Григорий молча кивнул.
– Теперь покажи мне портал, – почти спокойно сказала женщина.
Архитектор убрал смартфон и подошёл к стене.
-– Смотри, – тихо сказал он и отдёрнул занавесь.
Маленькая картина в позолоченной раме, тускло поблёскивая серебристыми красками, точно воронка, втягивала взгляд.
– Завтра в четыре утра, – сказал он тихо, – ты просто коснёшься её и уйдёшь.
– Я думала, это будет через какой-нибудь гаджет.
-– Не-ет, настоящая магия всегда рукотворна.  Диджитальные технологии  годятся разве что для презентаций и профанов, – мужчина криво ухмыльнулся.
Долгое молчание.
– Скажи, ты знаешь, кем я стану там?
– Этого я не знаю. Ты вновь родишься на Чандике.
– Как королева? Или всё-таки как деви?
– Может быть.

На рассвете Константину Дмитриевичу, с трудом погрузившемуся, вопреки успокоительным уверениям архитектора, что «этого больше не повторится и эта ночь будет прекрасным отдыхом», в беспокойный и прерывистый сон, примерещилось, что спальня озарилась рубиновым свечением. Сквозь полуприкрытые веки он различил силуэт жены. Она отодвигала портьеру и всматривалась в какое-то маленькое окно, из которого и шёл этот красноватый свет. В окне по багровому небу плыли фиолетовые облака, поблёскивали золотые силуэты гор, а в центре, точно актиния, шевелился силуэт красного цветка. Анна протянула к нему руки, взмахнула крыльями и двинулась вперёд. Ему показалось, что она шла очень долго, хотя от этого непонятно откуда взявшегося окна её отделял какой-нибудь шаг. Наконец её правая рука коснулась поверхности окна, и в следующее мгновение красноватое сияние погасло, а окно исчезло. Кроме Константина Дмитриевича в комнате никого не было.

В то же самое время Григорий сидел у камина с бокалом мадеры и смотрел на гаснущие в топке угли. Красноватые отблески озаряли его узкое бледное лицо и щель рта с глубокими носогубными складками скептика и педанта, даже искры не оживляли потухшего взгляда… В углу комнаты безмолвный помощник, молодой студент архитектурного института, привыкший к причудам хорошо платившего наставника, обласканного заказами элиты, поднимал с пола один за другим валявшиеся в беспорядке чертежи и эскизы частных домов. Среди них попадались и дворцы, и скромные коттеджи с самым разнообразным обликом, исполненные как в узнаваемых исторических стилях, так и совсем диковинные и странные. Молодой человек заглядывал в список и, делая в нём пометки, то складывал поднятые листы на стол, то со вздохом разрывал и отправлял в объёмистую мусорную корзину. Сегодня в неё последовательно перемещалось то, что ещё оставалось от самых интересных и интригующих проектов.

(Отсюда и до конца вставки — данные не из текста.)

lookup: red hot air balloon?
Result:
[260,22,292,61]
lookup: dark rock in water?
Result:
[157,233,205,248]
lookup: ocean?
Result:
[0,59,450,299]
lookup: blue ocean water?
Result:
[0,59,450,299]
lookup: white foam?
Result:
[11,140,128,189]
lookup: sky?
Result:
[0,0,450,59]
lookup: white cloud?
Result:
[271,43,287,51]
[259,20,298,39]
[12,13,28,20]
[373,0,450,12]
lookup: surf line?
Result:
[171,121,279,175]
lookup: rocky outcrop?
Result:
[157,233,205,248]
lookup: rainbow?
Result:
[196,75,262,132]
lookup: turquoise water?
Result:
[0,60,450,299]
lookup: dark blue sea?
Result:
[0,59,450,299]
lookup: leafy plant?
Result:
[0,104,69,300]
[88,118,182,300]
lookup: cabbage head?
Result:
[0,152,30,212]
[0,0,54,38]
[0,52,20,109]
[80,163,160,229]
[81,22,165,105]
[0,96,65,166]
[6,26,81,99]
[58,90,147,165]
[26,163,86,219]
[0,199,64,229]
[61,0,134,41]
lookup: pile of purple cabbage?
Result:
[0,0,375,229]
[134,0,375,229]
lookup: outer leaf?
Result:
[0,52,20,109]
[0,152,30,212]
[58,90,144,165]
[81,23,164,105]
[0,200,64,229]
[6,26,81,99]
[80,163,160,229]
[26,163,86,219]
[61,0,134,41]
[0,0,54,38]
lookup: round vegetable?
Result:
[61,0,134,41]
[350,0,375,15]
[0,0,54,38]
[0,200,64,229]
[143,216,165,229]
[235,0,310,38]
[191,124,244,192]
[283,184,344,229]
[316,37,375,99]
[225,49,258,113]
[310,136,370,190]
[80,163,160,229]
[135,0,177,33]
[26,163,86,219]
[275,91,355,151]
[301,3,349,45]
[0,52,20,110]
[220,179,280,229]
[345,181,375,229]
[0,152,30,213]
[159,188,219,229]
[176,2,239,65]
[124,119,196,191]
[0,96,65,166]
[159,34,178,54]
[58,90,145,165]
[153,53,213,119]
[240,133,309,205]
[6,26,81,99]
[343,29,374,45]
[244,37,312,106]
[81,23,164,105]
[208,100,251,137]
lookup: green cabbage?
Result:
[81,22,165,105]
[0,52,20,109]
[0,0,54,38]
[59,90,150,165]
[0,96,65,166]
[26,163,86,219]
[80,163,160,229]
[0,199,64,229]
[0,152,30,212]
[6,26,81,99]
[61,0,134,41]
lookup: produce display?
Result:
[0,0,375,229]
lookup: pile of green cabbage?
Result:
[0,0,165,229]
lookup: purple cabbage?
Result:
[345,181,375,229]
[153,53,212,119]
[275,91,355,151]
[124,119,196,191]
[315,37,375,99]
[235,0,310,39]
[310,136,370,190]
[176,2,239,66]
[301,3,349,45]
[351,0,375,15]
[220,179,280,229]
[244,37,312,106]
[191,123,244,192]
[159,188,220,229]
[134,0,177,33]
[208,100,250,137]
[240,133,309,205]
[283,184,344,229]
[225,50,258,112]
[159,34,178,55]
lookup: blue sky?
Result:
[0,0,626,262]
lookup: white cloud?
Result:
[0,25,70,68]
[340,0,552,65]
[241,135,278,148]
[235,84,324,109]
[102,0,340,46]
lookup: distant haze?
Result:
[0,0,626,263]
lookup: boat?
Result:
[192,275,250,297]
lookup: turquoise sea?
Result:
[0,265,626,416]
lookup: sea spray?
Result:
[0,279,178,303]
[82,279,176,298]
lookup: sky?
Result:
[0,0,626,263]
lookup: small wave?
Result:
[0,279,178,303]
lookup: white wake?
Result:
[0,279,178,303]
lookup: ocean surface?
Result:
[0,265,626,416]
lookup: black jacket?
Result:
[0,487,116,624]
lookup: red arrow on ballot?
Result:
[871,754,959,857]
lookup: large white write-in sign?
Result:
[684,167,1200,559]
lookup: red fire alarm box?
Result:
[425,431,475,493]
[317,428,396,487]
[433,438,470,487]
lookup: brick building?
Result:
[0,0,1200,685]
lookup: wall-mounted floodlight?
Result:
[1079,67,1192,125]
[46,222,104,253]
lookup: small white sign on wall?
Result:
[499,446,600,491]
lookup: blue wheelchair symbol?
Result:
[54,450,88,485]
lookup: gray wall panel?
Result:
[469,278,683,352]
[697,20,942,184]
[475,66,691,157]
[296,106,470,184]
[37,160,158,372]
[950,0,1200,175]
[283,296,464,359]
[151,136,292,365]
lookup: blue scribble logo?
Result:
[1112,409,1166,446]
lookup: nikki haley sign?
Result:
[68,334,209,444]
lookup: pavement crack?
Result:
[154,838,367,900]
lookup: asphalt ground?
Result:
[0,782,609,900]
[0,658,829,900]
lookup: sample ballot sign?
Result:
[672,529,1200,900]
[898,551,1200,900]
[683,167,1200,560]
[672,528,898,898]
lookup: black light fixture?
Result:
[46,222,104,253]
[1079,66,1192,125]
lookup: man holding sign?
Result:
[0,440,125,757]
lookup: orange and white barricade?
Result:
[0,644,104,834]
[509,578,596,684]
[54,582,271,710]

Григорий, не поворачивая головы, смотрел на гаснущую топку, но перед его глазами проплывали пейзажи Чандики, планеты в системе умирающего багрового солнца, и мира, жителей которого ему так бы хотелось сохранить для новых цивилизаций.
– Почему, – почти беззвучно шептали его губы, – Почему мне приходится без конца проектировать не то, что украшает этот мир, а то, к чему вопиет их скрытая память, которую здесь именуют глупым словом бессознательное? И почему только один из полусотни, вспомнив свои сиддхи, соглашается остаться? И чёрт возьми, почему эту чёртову работу должен выполнять именно я?